RELIGIOUS TOLERANCE - MADE IN AMERICA - PRAGER UNIVERSITY
RELIGIOUS TOLERANCE - MADE IN AMERICA - PRAGER UNIVERSITY
Religious tolerance is a given in the West. But it's a historical aberration -- an ideological revolution created by the Puritans and pre-1776 Americans. What was it that led to the religious tolerance revolution? Was there something unique in Protestantism and Americanism? Or would tolerance have eventually arisen elsewhere, perhaps in Europe? Larry Schweikart, best-selling author and professor of history at the University of Dayton, explains.
Each year the President of the United States lights a national Christmas tree, hosts a Hanukkah party at the White House and issues a proclamation honoring Ramadan. Only in America.
Indeed, America is known for religious tolerance. In fact, it is not an exaggeration to say that America, where people of all faiths are free to worship (or not worship) as they please, invented modern religious tolerance. This tolerance, which Americans take for granted, didn't exist anywhere in the world before America invented it. How did this happen?
To answer that we have to look to America's origins which were overwhelmingly religious and, to be precise, overwhelmingly Christian. To put it another way, America became the religiously open nation that we know today because it was first a Christian nation, specifically a Protestant one.
Let me explain.
Until the beginning of the 16th Century religious life in Europe was dominated by the Catholic Church. All religious power was concentrated in the Pope and the Catholic clergy. They determined religious doctrine. The power structure was top down. All that changed in 1517 when Martin Luther, a German priest, led a revolt that came to be known as the Protestant Reformation. The theme of the Reformation was that people should be free to interpret the Bible and manage their houses of worship as they saw fit -- a bottom up power structure.
The most zealous of England's Reformers were known as the Puritans, so called because they wanted to purify the Church of England. Some of these Puritans became so disenchanted they decided they had no choice but to leave England. Only in the New World of America, untainted by European prejudices, could they practice their Protestant Christianity in its purest form.

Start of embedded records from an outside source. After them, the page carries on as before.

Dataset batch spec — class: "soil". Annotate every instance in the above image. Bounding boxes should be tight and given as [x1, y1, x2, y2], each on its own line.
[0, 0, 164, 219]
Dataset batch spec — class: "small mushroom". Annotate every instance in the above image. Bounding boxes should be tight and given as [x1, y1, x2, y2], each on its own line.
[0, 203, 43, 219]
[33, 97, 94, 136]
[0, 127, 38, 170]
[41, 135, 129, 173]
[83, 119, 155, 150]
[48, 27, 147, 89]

We know these hardy souls as Pilgrims. The strength of their conviction can easily be measured by the incredible risks they took in crossing the North Atlantic on small wooden sailing ships, of which The Mayflower was only one.
True to their religious background these early settlers, and those that followed, were fiercely independent. Given that the Puritans believed that people should read and interpret scripture for themselves, how could it be otherwise? Not surprisingly, it didn't take long before disputes broke out among the settlers regarding doctrine. In fact, the colony of Rhode Island was established in 1638 as a haven for some of these dissidents.

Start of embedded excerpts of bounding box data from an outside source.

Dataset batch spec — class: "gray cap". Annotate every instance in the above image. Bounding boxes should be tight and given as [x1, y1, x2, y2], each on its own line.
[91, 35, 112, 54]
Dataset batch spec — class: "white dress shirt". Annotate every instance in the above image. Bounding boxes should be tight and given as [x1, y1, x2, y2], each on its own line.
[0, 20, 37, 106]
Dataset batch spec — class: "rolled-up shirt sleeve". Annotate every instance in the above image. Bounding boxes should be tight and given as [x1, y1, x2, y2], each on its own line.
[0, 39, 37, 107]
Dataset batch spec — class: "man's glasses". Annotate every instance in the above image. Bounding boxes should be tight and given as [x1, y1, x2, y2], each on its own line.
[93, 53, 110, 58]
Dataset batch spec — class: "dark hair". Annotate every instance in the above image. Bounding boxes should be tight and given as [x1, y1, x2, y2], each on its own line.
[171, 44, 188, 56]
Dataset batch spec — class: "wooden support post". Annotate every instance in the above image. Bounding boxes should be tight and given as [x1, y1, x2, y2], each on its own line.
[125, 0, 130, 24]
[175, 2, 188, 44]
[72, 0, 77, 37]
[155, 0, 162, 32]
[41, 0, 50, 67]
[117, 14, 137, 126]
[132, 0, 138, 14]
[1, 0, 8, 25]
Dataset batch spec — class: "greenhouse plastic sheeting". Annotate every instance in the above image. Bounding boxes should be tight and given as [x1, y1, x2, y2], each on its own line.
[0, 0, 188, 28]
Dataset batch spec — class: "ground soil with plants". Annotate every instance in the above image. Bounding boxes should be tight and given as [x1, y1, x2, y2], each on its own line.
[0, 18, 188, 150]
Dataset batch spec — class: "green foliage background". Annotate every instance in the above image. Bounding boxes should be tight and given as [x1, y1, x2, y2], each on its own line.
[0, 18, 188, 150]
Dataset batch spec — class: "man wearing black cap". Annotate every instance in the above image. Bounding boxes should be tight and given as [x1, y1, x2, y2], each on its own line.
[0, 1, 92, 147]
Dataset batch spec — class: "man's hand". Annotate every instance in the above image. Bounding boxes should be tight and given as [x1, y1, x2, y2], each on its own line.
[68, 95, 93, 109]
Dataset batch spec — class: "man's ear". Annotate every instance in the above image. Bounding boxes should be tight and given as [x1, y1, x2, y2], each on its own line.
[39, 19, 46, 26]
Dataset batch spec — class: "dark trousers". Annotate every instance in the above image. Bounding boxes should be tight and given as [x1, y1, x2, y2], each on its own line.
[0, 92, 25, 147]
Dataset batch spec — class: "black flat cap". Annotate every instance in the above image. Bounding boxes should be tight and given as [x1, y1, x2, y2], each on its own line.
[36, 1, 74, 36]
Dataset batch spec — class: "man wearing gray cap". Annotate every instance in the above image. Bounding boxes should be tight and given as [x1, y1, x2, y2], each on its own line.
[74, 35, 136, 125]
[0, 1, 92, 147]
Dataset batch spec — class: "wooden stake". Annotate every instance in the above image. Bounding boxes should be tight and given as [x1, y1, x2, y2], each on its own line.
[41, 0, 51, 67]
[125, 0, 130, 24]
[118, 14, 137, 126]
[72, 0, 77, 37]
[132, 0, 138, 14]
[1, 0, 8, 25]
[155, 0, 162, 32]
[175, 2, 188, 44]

Throughout the 17th century more colonists arrived, including Catholics and Jews but their numbers remained small relative to the Protestant majority. All the way through American Independence in 1776 and the Revolutionary War that followed Protestants remained dominant. But with more settlers came more religious discord. The only thing that everyone could agree on was that religion, specifically Christianity -- firmly rooted, it is important to note, in the Hebrew Scriptures -- was central to the new nation's life.
When the colonies became states and wrote their state constitutions, they were noticeably Christian in their language and tone. But beyond that there was little uniformity. Some states granted privileges to specific religions while others expressed religious freedom for everyone; Delaware required an oath of office that professed faith in God and Jesus Christ; North Carolina prohibited any atheist or one who denied "the truth of the Protestant religion" to hold office; a handful of states required office holders to be Christians, some others required public officials to simply state they believed in God. On the other hand, five states prohibited clergy from holding office.
This crazy quilt, anyone can interpret scripture on their own, state-by-state, church-by-church character of early American religious practice, which was both distinctly Protestant and uniquely American, led to the atmosphere of tolerance that was present at the founding of the nation. Indeed, it's enshrined in the First Amendment to the US Constitution:
Congress shall make no law respecting an establishment of religion, or prohibiting the free exercise thereof...
Given America's English and European roots, places where governments officially sanctioned one religion, this was a singular advance in human freedom. So, when the President of the United States lights a national Christmas tree, hosts a Hanukkah party at the White House and issues a proclamation honoring Ramadan, we should thank those headstrong Puritans.
I'm Larry Schweikart of the University of Dayton for Prager University.